The rental-car giant is switching back to gasoline-powered cars. The Hertz CEO said the company is “responding to the reality, which is we’re trying to bring supply in line with demand.” Tesla itself forecast that its 2024 sales would be “notably lower” than previously expected. Shares dropped 30% in a month.
These setbacks come at the same time the Biden administration is pushing hard for a transition to EVs, including through what critics call a de facto mandate with its tailpipe rules (see below), which establish strict controls on vehicle emissions between 2027 and 2032.
But consumers are realizing that EVs are not ready for prime time yet and are balking despite tax credits.
The backdrop to new concerns about EVs is the U.S. electricity grid, which powers the cars and trucks. That grid, as we discussed earlier, is under enormous strain even now. Without a strong grid, EVs will not work as well as gas-powered cars, regardless of the weather.
Retired Military Leaders Are Questioning the EPA Tailpipe Emissions Rule
The new standards, found in Reg. 2060-AV49, would, if adopted, force automakers to produce and sell far more electric vehicles (EVs). Compliance with the rules will require 78% of new sedans, 68% of pick-ups, and 62% of crossovers and SUVs to be all-electric by 2032.
“The new rules would require nothing short of a revolution in the U.S. auto industry, a moment in some ways as significant as the June morning in 1896 when Henry Ford took his ‘horseless carriage’ for a test run and changed American life and industry,” wrote Coral Davenport in the New York Times.
The proposed rule has now gone to the White House for review. President Biden will have to consider such concerns as strains on the electric grid, lack of charging infrastructure, affordability challenges, and the simple question of whether the government should dictate consumer behavior against resistance.

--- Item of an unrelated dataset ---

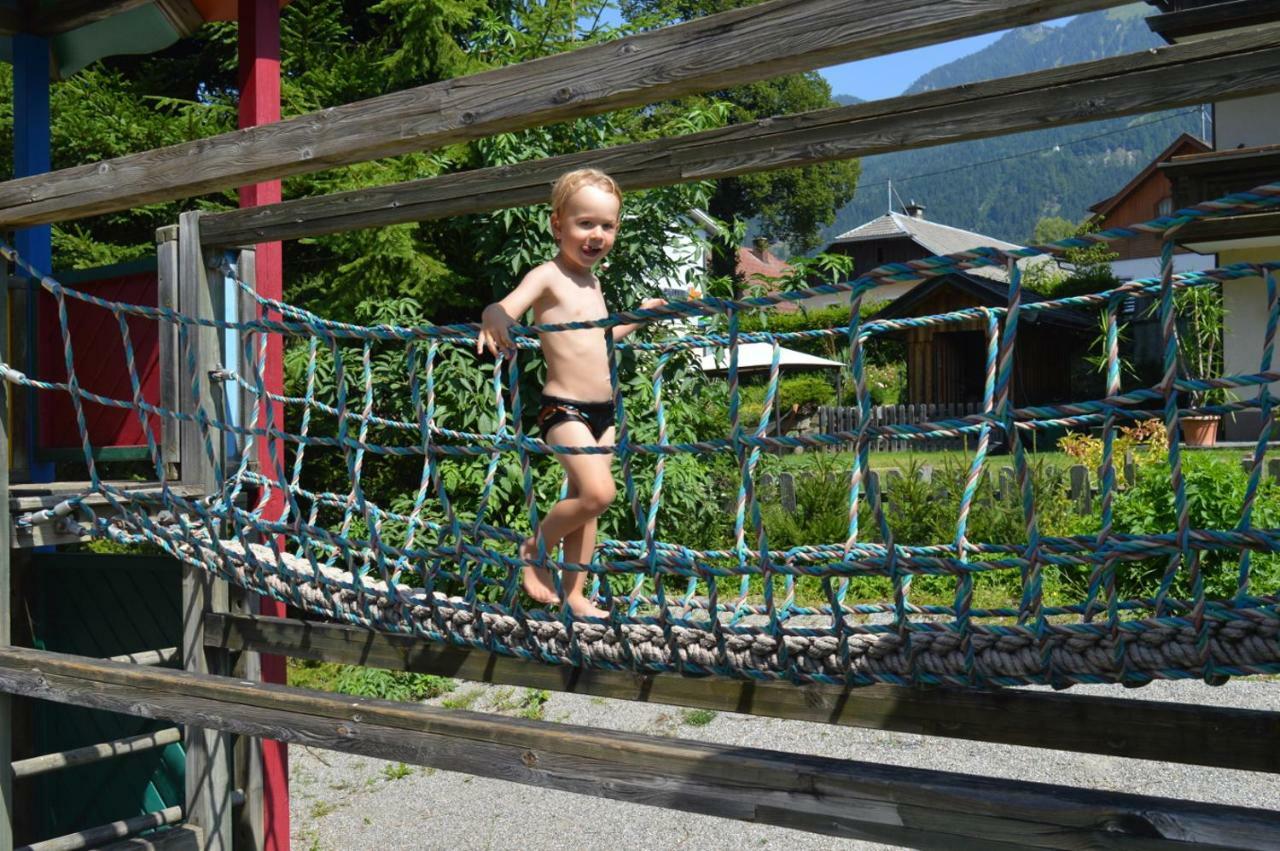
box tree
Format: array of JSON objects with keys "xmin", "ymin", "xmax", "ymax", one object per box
[{"xmin": 621, "ymin": 0, "xmax": 859, "ymax": 253}]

On Jan. 17, additional concerns were raised by a group of 17 retired miliary officers, who sent a letter to Biden and Regan raising the implications of the rule on national security.

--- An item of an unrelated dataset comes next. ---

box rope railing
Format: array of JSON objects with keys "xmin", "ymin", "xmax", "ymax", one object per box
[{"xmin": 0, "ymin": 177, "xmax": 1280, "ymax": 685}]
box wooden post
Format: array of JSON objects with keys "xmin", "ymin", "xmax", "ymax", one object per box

The letter was spearheaded by James “Spider” Marks, a retired U.S. Army Major General, and includes signatures from five other general and admirals as well as other high-ranking officers from four services.
The letter points to increased dependence on Chinese supply chains for the critical minerals needed to manufacture electric vehicles at the rate the EPA rule will require. It also explains the strategic positioning by China in the EV industry and how our increased dependence on a foreign adversary for supplies will make our economy—and our national security—vulnerable.

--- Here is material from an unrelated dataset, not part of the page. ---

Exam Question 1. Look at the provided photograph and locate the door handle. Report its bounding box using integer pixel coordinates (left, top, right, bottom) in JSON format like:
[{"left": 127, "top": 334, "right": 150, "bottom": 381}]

The letter states: “Your EV plans go far beyond the provisions of the 2021 infrastructure law and the 2022 Inflation Reduction Act, with regulatory initiatives in the queue that will only intensify America’s vulnerability to political interference by the Chinese Communist Party.” It continues:
Currently, China is possessing around 36 percent of the world’s known rare earth reserves, controls more than 70 percent of the world’s extraction capability and nearly 90 percent of the world’s processing capacity. This is significant as EVs use about six times more rare minerals than conventional cars because of the batteries. China has worked for decades to develop a strategic dominance over these crucial and rare minerals. Yet because the EPA’s proposed rule will mandate more EVs in American garages, it will also effectively mandate greater American household dependence on the cooperation of the Chinese.
The retired officers write that, “in support of U.S. national security and economic stability, we strongly encourage you to consider the current state of play in the global marketplace and pursue domestic investment and infrastructure opportunities before we pursue a rushed EV policy.”
They addressed President Biden directly: “We would be exposing our economy and national security interests if we consciously link America’s economic and transportation stability to the enterprise of a country you yourself described as an economic ‘ticking time bomb.”